I think he taught high school in Miami Beach
during some of those years. I don't think he taught art there.
He also had painting students who came to his house. His sister
was, very likely, his chief financial support. She was a
bookkeeper for a car dealership in Miami.
I think his family
moved to Florida early in his life. I don't know the motivation
for that move, but I know that they must have visited their southern
Illinois relatives at times, because my mother, born in 1911, had
been interested in painting, and "Joe" came to her parents home
Marion, Illinois to give her a painting lesson in their kitchen.
It seems to me, that Reeves told me that they lived in Ft. Lauderdale
before they lived in Miami.
I know that Joe liked to sing and
that he was part of various church choirs at times in his life. I
thought he was an Anglophile as he was obsessed with talking about the
proper church of England. In truth, he may have been trying to keep my
mother from urging him to attend her church. Reeves attended a
Presbyterian Church faithfully for many years.
Reeves, Joe's
sister, was a member of the D.A.R. Their connection to that may
have been through Cas. C. Russell, the maternal grandfather of Joe
and Reeves.
Joe and Reeves were frequent visitors to our home
when I was growing up in Miami. (We moved there when I was 9) My
grandmother came to visit us each winter, and she knew that she had a
first cousin in the Miami area somewhere. I don't remember if she
found Maude Bolinger before Maude died, but she definitely located her
two children, Reeves and Joe. Once found, we visited them in
their home and, more frequently, they came to ours.
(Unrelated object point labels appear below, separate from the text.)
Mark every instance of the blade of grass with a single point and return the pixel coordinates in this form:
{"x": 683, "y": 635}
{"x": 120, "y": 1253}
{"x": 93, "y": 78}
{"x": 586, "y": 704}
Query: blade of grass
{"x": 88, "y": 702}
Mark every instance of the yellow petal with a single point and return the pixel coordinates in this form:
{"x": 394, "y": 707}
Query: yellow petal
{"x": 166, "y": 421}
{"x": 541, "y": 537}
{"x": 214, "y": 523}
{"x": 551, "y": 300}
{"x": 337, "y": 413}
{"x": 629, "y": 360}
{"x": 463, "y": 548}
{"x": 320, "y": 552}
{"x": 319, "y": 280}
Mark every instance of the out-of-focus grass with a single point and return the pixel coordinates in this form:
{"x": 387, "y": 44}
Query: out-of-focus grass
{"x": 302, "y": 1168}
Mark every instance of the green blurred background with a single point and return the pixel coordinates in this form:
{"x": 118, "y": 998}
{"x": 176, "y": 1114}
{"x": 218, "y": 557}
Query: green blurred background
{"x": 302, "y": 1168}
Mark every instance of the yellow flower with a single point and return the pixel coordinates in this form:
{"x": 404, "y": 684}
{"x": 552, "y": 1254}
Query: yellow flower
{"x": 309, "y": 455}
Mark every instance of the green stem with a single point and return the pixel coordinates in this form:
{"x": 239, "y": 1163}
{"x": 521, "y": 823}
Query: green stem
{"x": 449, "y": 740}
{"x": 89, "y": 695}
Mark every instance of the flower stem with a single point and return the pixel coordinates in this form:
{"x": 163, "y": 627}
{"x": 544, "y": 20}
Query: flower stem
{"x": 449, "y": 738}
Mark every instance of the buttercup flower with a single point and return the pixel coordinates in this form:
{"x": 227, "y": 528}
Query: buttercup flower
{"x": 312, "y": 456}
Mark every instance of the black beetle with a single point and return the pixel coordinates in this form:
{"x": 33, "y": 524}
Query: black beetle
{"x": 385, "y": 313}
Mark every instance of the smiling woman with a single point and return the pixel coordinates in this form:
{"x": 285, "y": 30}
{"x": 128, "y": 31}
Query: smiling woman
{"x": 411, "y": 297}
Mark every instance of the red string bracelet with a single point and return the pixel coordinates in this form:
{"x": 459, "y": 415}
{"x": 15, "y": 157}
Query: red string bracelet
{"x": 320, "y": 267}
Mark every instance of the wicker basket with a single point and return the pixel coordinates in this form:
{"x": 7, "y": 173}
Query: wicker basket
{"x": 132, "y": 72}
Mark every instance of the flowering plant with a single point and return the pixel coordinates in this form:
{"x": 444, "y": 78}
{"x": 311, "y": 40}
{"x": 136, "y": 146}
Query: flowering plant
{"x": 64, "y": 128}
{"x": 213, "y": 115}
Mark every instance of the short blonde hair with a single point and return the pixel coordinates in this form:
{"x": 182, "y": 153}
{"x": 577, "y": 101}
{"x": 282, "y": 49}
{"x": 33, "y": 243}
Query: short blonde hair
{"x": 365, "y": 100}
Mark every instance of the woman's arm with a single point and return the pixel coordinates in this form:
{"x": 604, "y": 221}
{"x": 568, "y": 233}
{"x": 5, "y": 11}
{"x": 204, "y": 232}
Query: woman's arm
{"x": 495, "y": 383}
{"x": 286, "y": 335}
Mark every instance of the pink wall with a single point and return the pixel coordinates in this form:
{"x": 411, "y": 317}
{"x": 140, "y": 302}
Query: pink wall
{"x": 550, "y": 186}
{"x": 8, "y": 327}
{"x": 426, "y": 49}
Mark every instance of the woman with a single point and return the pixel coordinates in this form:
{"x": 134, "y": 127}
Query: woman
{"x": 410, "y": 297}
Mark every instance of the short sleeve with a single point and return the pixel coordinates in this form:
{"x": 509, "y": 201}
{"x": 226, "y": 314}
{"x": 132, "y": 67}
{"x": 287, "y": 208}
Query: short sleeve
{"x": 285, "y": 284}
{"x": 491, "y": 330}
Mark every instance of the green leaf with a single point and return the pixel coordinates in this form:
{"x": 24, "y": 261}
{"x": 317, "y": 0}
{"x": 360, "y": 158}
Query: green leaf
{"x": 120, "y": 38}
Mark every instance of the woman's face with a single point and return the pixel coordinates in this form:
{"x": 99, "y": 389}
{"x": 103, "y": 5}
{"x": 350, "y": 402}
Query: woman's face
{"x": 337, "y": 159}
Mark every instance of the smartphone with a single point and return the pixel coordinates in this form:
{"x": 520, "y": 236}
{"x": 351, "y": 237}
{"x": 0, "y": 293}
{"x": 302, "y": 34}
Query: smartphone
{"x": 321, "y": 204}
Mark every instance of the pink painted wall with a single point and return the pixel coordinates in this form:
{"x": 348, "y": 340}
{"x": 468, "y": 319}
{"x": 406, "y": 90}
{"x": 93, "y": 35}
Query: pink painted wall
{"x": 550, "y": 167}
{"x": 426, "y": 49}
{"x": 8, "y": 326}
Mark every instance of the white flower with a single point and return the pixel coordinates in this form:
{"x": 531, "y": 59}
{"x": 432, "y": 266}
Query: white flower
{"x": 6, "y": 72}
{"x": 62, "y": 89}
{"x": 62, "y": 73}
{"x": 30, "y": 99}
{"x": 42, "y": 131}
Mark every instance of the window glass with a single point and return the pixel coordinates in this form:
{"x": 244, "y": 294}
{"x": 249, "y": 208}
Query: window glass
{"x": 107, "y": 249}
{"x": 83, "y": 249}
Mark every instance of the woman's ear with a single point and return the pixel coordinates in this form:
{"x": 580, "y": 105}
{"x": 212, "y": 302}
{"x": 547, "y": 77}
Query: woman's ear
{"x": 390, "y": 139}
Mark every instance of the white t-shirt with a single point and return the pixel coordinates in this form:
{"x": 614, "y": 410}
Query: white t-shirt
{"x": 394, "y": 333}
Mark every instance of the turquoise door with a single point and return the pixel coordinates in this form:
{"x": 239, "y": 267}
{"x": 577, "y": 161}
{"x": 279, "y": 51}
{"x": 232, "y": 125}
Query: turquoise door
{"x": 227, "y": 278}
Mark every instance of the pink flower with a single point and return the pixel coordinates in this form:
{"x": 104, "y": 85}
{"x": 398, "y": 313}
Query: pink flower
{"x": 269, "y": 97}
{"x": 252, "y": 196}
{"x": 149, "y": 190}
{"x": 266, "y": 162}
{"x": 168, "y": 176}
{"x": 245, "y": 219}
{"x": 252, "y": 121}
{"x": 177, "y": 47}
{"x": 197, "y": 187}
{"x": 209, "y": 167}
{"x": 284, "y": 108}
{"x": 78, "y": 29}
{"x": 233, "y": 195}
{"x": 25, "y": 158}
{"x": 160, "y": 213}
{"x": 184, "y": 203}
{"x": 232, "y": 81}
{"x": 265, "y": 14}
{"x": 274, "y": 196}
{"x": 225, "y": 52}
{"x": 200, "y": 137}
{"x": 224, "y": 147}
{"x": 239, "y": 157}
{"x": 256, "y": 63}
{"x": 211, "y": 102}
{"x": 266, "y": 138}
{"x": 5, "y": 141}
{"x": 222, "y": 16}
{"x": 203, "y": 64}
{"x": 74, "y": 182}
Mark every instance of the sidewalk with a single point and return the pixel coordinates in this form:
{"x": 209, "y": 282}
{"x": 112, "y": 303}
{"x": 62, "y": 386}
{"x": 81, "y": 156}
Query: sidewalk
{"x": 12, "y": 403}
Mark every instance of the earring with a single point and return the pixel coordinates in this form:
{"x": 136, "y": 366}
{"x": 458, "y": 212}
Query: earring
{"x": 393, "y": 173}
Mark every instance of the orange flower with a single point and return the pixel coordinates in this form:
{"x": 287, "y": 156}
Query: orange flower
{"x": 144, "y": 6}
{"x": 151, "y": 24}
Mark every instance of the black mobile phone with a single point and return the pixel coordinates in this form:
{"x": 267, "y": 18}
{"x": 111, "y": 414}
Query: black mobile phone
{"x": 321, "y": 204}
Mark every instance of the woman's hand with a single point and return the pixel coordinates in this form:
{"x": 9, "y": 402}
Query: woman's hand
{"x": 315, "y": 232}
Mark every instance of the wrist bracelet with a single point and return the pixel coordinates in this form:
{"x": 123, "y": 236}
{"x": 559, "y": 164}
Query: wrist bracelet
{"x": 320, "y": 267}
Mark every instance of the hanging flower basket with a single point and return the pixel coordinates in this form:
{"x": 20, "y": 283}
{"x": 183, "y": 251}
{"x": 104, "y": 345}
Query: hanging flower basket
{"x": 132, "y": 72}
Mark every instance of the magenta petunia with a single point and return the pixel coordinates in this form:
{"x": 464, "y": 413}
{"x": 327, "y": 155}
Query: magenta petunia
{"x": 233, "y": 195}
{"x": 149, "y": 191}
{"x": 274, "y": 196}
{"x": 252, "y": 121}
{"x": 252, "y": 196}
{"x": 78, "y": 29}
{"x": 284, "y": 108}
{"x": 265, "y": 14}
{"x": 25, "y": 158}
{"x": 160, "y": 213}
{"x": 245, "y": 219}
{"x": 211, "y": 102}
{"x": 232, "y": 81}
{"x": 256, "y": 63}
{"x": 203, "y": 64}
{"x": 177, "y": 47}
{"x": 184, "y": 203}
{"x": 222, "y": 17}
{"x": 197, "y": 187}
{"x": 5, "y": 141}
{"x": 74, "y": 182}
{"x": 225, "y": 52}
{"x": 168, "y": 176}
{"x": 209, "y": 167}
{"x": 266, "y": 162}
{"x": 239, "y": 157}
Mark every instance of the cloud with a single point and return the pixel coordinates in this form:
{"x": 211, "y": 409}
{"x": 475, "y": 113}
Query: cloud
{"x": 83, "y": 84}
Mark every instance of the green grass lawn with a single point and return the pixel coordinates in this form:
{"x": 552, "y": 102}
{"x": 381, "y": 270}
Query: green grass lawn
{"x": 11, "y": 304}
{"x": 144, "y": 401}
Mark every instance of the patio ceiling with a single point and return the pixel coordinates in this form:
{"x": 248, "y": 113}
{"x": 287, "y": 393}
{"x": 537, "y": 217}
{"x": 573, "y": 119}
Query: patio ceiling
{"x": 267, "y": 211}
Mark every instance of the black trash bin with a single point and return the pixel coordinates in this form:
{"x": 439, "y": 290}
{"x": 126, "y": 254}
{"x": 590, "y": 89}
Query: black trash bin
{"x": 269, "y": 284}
Everything in the Bolinger house seemed ancient to me. Joe used the house as a
studio, so I don't really remember a dining room or living room because
it was all art studio. Reeves and Joe each had their own
bedrooms, and the kitchen was recognizable as a kitchen and separate
room. All else was a mass of things that had probably been moved
to Florida with their parents, except for the canvas and paint and dogs.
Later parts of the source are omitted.